Rather than waiting, we ask to restart the node immediately.
- Fixes to slonik_build_env script - it wasn't properly handling cases where there was just 1 table or 1 sequence, and had a problem with the -schema option - thanks, Bernd Helmle
- Don't bother building slony_logshipper on Win32 as it doesn't work there at this point.

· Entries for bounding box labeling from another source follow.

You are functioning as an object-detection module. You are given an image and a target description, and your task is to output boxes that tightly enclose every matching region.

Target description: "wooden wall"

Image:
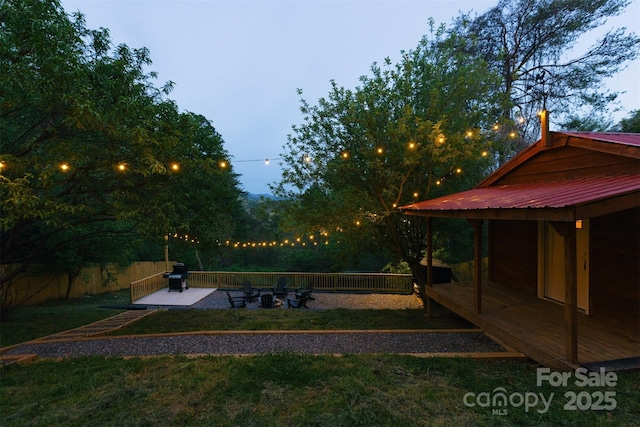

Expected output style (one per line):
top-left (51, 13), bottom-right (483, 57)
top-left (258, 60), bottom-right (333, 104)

top-left (3, 261), bottom-right (172, 305)
top-left (589, 208), bottom-right (640, 324)
top-left (489, 221), bottom-right (538, 295)
top-left (494, 147), bottom-right (640, 185)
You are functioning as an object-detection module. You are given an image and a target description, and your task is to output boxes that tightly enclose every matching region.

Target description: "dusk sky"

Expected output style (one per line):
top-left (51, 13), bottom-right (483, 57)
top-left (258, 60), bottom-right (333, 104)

top-left (62, 0), bottom-right (640, 194)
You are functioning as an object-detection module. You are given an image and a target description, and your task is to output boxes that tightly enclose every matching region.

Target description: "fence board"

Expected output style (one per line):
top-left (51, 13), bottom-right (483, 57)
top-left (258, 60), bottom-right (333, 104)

top-left (2, 261), bottom-right (171, 305)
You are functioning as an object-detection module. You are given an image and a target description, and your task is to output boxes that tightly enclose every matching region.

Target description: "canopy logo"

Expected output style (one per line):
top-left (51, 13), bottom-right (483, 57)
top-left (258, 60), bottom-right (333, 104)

top-left (462, 368), bottom-right (618, 415)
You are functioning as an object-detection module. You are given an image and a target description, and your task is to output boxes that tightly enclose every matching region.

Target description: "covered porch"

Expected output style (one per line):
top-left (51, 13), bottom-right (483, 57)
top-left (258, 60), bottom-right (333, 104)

top-left (425, 282), bottom-right (640, 370)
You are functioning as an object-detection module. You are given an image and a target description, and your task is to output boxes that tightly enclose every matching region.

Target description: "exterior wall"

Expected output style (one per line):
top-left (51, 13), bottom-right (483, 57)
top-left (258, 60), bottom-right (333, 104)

top-left (589, 208), bottom-right (640, 324)
top-left (489, 221), bottom-right (538, 295)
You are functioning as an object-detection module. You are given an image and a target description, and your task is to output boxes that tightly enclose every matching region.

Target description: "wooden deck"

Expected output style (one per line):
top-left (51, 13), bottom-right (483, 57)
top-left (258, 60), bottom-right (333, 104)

- If slonik connects as other than a superuser, then generate error message indicating this to the user.
Fixes are the following:
- Add in tools/mkservice scripts previously added to CVS HEAD
- During subscription, do UPDATE to pg_class.relhasindex *after* the TRUNCATE because, in 8.2+, TRUNCATE resets this attribute
- Fixed a problem with the setsync tracking with Log Shipping in cases where slon does an internal restart (thereby rereading the pset.ssy_seqno) and ignoring non-SYNC events because those don't change the sl_setsync table.
- More explicit type casting of text objects for compatibility with PostgreSQL 8.3
- Fixed problem with DDL SCRIPT statement parser: it wasn't 'quoting' semicolons inside parentheses (this notably occurs in CREATE RULE).
- Fixed problem with DDL SCRIPT statement submission; it was interpreting the statement as a format string, which would have ill effects in the presence of things that are interpreted such as format strings (%d, %f, %s) and \backslashed things like \\, \n.
- Further DDL Script issue: non-terminated statement at the end (e.g. - without trailing semicolon ";") would get omitted.
- Typo fix: when trying to disable a node, the logs would report "enableNode" rather than "disableNode". Fixed.
- Add usage/version options to help output in slon.
- Fix archive logging for replicated sequences.
- Fix to log shipping - added another table, sl_archive_counter where the log writing slon simply tracks when it wrote the last offline archive file and maintains a counter. This counter is now tracked in the offline replica and must increment gap free.
- Change the filenames of archive logs to be based on internal archive tracking number. This makes it easy for the mechanism applying archives to figure out what needs to be applied next - just look in sl_archive_tracking.
- Fix log shipping test to accomodate the new tracking scheme, and update documentation to describe this better.
./configure make rpmFor systems reasonably similar to Fedora and RHAS, this will generate .rpm files that will be compatible with your system.